Yaptırım uygulamalarının tamamı devreye girmeden mutlaka önlem alınması gereğinin altını çizen EGİAD Başkanı Aydın Buğra İlter, “Amerika’nın İran’a karşı tek taraflı adımları Türkiye’nin de aralarında olduğu ABD’li müttefikler arasında ciddi sorunlara neden oldu. İran’ın tecrit edilmesi dünya için güvensiz bir ortam yaratırken, Orta Doğu’nun da daha çok istikrarsızlaşmasına sebep olacaktır. ABD’nin dünyadaki tüm diğer ülkelere kendi görüşlerini empoze etmeye çalıştığı bir durumla karşı karşıyayız. Bunun çeşitli cephelerde güçlü tepkilere yol açtığını da görüyoruz. Avrupa Birliği gibi yakın ortakları da dâhil olmak üzere kimse Amerikalılarla birlikte hareket etmek istemiyor. Fakat asıl soru şudur: Hoşlanmasalar bile, Amerikalılarla birlikte hareket etmeye zorlanacaklar mı? Cevap büyük olasılıkla evet olacakmış gibi görünüyor. Doğalgaz anlaşmaları uzun süreli anlaşmalar olduğu ve boru sistemi ile dağıtımlar yapıldığı için bu tür anlaşmaları ani uygulamalarla değiştirmek mümkün olmamakta aksi takdirde yüksek tazminatların ortaya çıkmasına neden olmaktadır. Bu nedenle şu anki ambargo kapsamında doğalgaz bulunmamaktadır. Türkiye’nin İran ile olan gaz anlaşması sürmektedir ve anlaşmaya göre devam edecektir. Bu konuda bir problem veya tereddüt yoktur. Geçmişte uygulanan muafiyet petrol alımları sözkonusu olmuştur. Türkiye’ye bu muafiyet bazı ülkelerle beraber geçmişte tanınmıştır. Ancak bu kez, bu muafiyetin Türkiye dâhil hiçbir ülkeye tanınmayacağı ifade edilmektedir. Ambargoları delmenin önemli maliyetleri olacaktır. Her ülke, kurallara uymamanın maliyetine değip değmeyeceğine kendisi karar vermek durumundadır.” diye konuştu.
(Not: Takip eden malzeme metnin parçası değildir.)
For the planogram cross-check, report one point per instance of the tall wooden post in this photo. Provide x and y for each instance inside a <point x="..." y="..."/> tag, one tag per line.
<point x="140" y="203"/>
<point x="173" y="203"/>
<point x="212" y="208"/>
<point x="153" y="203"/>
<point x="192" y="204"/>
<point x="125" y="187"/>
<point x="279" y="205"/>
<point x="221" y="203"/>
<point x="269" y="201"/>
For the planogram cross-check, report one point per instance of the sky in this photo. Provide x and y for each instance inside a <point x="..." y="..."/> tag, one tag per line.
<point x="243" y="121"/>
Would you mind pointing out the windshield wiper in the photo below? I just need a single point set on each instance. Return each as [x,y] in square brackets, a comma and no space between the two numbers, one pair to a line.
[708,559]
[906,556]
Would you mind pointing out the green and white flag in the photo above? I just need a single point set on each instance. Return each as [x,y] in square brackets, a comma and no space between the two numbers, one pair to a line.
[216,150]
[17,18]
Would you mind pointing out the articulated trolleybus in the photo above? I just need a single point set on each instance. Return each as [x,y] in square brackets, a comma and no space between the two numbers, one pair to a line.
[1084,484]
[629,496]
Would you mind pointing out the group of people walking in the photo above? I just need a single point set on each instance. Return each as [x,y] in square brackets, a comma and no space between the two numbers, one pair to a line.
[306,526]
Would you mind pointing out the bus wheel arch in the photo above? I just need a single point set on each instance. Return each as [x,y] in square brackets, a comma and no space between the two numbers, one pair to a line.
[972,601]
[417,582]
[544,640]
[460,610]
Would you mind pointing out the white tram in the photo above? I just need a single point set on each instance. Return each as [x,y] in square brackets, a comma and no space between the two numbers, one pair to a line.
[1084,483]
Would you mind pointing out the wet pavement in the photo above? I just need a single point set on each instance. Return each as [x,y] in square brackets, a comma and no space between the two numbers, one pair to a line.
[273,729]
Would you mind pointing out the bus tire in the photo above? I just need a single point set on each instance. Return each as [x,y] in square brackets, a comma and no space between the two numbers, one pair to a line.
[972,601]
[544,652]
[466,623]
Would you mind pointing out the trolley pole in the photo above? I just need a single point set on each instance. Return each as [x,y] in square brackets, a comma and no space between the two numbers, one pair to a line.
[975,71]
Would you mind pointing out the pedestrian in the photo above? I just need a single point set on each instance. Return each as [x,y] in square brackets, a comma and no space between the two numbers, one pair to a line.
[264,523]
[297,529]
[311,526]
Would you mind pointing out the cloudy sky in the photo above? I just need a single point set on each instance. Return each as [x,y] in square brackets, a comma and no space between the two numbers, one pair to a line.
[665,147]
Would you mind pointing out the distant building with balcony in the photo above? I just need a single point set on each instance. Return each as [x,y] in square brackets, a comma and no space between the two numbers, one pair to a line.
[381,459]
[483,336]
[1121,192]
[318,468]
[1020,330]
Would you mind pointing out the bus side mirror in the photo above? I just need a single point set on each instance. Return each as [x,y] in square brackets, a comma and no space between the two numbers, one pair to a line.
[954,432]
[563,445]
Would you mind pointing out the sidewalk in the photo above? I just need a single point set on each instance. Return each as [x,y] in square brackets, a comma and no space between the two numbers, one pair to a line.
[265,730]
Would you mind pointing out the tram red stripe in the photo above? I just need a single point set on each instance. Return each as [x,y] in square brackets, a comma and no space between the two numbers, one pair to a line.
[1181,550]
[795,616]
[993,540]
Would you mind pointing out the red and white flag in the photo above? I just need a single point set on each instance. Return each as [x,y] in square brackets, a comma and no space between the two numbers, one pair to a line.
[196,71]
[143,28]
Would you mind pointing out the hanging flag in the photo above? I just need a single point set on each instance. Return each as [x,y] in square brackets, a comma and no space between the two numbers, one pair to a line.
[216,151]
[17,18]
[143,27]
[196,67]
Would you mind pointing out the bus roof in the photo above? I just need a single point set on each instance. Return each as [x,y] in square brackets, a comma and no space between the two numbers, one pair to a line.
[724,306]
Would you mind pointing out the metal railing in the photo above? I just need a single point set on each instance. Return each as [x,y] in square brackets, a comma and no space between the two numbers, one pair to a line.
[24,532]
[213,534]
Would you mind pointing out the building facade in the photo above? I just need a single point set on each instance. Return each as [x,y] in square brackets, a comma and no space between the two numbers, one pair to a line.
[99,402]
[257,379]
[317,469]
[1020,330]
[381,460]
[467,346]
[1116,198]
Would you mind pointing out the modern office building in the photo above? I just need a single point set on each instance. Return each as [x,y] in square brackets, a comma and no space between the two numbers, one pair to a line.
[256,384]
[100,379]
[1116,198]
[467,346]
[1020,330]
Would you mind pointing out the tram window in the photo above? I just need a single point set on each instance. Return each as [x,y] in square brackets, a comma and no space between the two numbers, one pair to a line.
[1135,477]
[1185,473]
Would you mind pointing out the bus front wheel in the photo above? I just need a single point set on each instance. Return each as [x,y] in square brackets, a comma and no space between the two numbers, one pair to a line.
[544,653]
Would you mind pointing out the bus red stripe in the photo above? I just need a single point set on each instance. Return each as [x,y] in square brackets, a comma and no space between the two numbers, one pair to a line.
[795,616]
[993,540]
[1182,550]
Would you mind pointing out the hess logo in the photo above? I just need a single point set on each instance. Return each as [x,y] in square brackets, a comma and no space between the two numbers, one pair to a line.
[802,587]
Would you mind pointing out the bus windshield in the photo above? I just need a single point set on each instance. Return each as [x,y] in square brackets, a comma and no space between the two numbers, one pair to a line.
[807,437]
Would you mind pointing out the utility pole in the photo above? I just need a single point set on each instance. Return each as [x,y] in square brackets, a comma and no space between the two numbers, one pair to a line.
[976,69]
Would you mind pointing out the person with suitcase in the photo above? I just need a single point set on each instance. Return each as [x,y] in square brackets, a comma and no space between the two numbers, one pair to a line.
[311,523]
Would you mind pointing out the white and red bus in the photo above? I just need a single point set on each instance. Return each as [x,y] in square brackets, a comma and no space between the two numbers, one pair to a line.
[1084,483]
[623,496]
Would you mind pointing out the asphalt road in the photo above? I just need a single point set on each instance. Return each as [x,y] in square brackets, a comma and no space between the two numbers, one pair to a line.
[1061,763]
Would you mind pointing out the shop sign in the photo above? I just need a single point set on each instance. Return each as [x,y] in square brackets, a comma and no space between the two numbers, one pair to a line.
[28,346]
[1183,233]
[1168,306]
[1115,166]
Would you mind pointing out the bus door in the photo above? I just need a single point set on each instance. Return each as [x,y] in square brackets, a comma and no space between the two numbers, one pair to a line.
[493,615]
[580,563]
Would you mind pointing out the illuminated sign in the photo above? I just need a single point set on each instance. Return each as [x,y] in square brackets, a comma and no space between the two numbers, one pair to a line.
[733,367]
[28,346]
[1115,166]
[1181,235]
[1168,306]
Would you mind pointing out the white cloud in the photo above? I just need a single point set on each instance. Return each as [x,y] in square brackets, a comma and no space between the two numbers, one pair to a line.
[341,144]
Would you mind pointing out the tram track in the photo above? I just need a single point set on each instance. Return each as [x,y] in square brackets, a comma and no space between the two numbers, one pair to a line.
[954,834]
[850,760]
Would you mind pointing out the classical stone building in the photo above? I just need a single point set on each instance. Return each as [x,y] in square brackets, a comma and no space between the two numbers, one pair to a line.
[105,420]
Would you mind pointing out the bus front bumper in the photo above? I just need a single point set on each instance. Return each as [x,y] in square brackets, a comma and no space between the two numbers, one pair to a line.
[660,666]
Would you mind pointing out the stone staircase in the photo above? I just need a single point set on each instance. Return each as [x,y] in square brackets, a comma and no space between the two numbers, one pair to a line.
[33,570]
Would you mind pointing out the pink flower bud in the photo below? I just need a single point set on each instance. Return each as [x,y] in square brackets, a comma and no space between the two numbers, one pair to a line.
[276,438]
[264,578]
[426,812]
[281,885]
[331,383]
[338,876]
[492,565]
Toplantıda konuşulan bir diğer başlık ise, Birleşmiş Milletler uygulamalarıydı. Türkiye’nin her platformda BM uygulamalarını takip edeceğini dile getirdiğini ifade eden İlter, “Ancak Türkiye için yasal olan bir işlemde firma veya kişiler ABD yaptırımlarına tabi tutulur ise ne olacaktır? Türkiye Cumhuriyeti bu firma ve şahısların korunması için neler yapabilecektir? Yoksa bireyler kendi başlarının çaresine mi bakacaklardır? Bu konuda çalışmaların acilen yapılması elzemdir” dedi.